In 1995 my parents bought an 18th century clapboard house on Bowie Hill, a hamlet of a few houses above a tidal marsh, in the very small outpost of Spruceville, in the tiny village of Popham in the not at all large town of Phippsburg, which is on a Peninsula southeast of Bath on the coast of Maine.
My mother came from an old New England family. Art was part of the family, as was love of nature – she had a very New England obsession with birds, trees and plants. I inherited this love, which she got from her mother (particularly a fondness of toads) and her grandfather, (particularly a fondness for birds) and from her father, (landscape – a fondness for everything).
When Covid hit I stayed in my mother’s studio in the old barn and took care of my parents through to their passing. Meanwhile, I was walking many miles at night in the snow by the ocean or in the woods past vernal pools or kayaking through thrashing pogies and the watching harbor seals.
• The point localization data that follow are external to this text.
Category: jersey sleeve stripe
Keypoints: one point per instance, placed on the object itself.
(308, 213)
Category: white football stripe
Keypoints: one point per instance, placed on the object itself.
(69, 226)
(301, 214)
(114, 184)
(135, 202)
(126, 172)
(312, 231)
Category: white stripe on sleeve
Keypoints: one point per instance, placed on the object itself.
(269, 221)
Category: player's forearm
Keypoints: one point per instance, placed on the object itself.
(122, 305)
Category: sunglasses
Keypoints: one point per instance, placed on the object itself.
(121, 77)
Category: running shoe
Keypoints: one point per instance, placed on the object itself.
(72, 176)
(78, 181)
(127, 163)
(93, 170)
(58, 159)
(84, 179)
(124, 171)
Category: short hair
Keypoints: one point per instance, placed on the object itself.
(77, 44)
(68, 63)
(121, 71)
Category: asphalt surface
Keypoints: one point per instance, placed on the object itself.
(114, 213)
These drawings are a result of this time. They were the animals around us, and ones my mother loved. I worked in ballpoint and acrylic because I was living in a small studio with no real kitchen or bathroom and was not up to the smell of oils and solvent. I liked the reductive simplicity of this hybrid technique. One of the freedoms of Covid was the feeling that devil-be-damned, making something was mainly to please oneself. The idea of pursuits in the larger art world seemed somehow so far away at that time. This was freeing. I also saw this project as an homage to my mother and to her New England family, and as a return to my roots as well: drawing and animals. From childhood through early adulthood, I took lessons drawing specimens at the local natural history museum. So, with this project, many aspects of my life came together.